Date of Award
Campus Access Dissertation
English Language and Literatures
Over the last two decades, composition scholars have increasingly drawn on the discipline of Ecology and related “green” theories to suggest new topics for writing courses, new analogies or models for thinking about the teaching of writing, and new curricular goals. My contribution is to suggest the benefits of adapting a poststructural understanding of ecology that consequently calls our attention back to the material and conceptual (and otherwise institutional) conditions of possibility for the teaching of writing. After examining how composition scholars have conceptualized ecology following the so-called ecological turn in composition studies, I begin tracing the possibilities for a divergent poststructural formulation of ecology. Next, I explore that poststructural trajectory by reorienting the question of ecology into one of place and offer a series of three conceptual maps that allow a fuller articulation of the revised sense of ecology.
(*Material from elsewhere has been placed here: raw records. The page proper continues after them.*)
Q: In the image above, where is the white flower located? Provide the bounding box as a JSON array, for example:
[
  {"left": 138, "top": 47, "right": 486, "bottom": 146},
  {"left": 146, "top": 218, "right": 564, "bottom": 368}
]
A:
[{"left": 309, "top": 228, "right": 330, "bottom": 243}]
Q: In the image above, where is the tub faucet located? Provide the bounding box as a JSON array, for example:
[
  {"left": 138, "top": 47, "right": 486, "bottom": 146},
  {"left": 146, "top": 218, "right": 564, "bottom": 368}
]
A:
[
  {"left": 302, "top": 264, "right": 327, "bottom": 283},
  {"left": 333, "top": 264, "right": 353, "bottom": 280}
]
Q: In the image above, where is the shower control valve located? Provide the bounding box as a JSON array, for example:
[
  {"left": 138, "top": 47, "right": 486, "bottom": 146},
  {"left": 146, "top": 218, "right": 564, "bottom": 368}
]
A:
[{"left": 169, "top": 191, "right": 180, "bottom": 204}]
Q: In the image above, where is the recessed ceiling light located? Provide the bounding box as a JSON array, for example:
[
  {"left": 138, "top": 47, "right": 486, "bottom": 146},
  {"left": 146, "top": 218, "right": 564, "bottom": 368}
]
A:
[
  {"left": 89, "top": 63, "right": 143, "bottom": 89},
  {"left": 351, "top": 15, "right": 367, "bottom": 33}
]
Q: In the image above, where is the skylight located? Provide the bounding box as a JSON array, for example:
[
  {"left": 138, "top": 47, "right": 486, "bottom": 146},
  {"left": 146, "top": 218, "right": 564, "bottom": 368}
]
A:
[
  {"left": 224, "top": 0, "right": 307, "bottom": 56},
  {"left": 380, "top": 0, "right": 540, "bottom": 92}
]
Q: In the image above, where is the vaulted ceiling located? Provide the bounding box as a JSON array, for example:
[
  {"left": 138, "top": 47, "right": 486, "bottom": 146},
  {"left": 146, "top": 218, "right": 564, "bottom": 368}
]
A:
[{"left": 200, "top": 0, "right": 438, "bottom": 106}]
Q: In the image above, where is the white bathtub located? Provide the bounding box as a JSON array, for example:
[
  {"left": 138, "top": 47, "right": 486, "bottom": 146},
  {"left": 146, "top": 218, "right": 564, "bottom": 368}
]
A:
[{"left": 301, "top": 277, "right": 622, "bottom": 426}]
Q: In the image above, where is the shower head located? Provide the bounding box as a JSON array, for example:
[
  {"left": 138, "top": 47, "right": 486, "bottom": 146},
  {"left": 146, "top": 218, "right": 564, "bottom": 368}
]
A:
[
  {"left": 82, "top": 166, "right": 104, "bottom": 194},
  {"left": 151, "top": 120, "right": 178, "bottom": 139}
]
After that, I trace a converging path, working through the familiar figure of Kenneth Burke to argue for a conception of ecology as rhetorical style. Finally, I turn my attention more explicitly onto the institutional scene of composition pedagogy in the form of an analysis of labor, which relies in part on a case study of a mid-sized comprehensive university. Ultimately, I argue that ecology, rhetorically conceived, has the potential not only for provoking thinking about the topical content or disciplinary affiliations of writing courses, but also, more broadly, for calling attention to the ways institutional practices writ large compose postsecondary institutions.